All the time the people asking about the difference between U.S. Navy SEALs and British Special Air Service (SAS). In a first manner, people think that they are very similar but that is not true. In fact, US Navy SEALs could be easier compared to British Special Boat Service (SBS) while the Delta would be more appropriate to compare with SAS.

But if you still want to read about the difference between Navy SEAL’s and SAS then it is much less than is being played upon here. The Naval aspect (i.e. boats, scuba) or comparison to SAS is primarily semantics and a tiny part of what SEALs do. 90% of SEAL training is directly correlatable to SAS training.

The Navy SEAL’s participate in every role the SAS participate in for the UK and the reverse is true with the small exception of waterborne exercises which is probably less than 10% of all SEAL activity. Being able to insert undetected via SDV is simply an extra methodology for getting to the target that SAS are unlikely to share. Navy SEALs just spent a decade in Afghanistan and scuba obviously wasn’t a part of it.

The one real difference that I have seen is that SAS has been used more extensively inside the UK. Only Red Cell (a small detachment of SEAL Team Six before it was DevGru) was given the operational leeway to train for action on US soil. In the United States of America, Delta might be the only unit with legal authority to act on US soil. The SAS saw a lot of action in northern Ireland during the 70’s and 80’s which under similar circumstances might have been handled by the FBI for the US.

Navy SEALs come from the water warfare doctrine trained to carry out special operations in, around, and over water.

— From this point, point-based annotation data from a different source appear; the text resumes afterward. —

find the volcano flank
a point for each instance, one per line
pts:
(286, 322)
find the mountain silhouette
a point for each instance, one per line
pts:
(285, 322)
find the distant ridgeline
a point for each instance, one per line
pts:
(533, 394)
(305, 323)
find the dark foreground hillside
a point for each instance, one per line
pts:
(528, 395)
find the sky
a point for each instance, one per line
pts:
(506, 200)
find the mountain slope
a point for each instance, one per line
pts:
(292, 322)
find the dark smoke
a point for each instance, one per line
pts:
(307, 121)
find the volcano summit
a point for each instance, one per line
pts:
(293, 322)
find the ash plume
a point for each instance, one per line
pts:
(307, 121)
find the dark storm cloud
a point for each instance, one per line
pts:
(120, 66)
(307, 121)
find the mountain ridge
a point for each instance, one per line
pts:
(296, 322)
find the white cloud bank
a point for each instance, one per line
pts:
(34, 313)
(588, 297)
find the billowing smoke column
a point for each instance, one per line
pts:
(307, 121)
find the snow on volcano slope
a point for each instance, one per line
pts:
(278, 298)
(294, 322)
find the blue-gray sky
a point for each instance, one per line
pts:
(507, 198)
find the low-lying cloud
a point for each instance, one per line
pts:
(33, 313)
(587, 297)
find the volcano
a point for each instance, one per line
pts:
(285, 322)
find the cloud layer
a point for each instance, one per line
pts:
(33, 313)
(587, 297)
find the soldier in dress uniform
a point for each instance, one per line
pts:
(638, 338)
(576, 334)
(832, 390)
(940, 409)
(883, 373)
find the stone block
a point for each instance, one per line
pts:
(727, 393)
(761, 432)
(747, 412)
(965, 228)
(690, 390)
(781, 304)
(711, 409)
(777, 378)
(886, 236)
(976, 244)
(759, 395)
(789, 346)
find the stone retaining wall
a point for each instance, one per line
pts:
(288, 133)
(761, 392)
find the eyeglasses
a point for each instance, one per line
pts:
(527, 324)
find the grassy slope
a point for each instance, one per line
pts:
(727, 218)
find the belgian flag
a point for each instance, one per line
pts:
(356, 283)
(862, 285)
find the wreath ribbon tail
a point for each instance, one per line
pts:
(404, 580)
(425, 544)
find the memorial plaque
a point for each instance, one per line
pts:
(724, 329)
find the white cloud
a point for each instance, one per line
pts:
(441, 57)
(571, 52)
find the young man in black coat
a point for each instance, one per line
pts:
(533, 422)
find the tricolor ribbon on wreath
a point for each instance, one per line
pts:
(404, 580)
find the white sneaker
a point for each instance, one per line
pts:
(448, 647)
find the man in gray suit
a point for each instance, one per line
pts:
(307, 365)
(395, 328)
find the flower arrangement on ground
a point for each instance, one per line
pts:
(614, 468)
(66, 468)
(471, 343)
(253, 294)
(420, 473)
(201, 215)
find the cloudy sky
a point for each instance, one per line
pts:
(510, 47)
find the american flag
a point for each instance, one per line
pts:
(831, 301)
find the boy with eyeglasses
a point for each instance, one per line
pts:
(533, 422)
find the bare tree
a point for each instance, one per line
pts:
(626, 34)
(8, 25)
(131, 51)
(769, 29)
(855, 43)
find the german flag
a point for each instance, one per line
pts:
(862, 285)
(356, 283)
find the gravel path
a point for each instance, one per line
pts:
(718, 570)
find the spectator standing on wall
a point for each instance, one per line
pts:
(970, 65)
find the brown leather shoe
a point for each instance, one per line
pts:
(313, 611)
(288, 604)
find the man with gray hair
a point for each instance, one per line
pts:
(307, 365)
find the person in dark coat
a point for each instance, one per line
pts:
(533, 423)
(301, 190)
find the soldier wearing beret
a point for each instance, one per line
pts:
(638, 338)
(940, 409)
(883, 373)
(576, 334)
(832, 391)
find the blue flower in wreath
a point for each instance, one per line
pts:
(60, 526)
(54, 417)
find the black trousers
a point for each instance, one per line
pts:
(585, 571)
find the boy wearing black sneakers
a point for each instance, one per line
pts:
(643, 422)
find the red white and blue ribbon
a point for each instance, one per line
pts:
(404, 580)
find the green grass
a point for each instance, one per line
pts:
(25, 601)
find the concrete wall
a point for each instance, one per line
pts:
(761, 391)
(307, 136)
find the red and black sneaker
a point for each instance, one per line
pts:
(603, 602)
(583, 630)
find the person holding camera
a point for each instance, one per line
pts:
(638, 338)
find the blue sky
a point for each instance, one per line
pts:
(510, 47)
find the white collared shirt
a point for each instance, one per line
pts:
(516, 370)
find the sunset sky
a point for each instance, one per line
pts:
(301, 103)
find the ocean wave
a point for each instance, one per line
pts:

SAS comes from the doctrine of Direct Action Paramilitary Assaults. That being said. SAS were trained to carry out assaults on enemy’s HVTs, AAWs, compounds and strategic outposts.

US Navy SEALs first stepped on the spotlight in Vietnam era (war) and they were at the time an Unconventional warfare unit tasked to acquire Intel and strike OPFOR key targets.

Analyzing all these data, my personal conclusion, looking at the bigger picture, would be that the only difference between them is the type of training. The way they train. And the mindset & Way of doing “things”.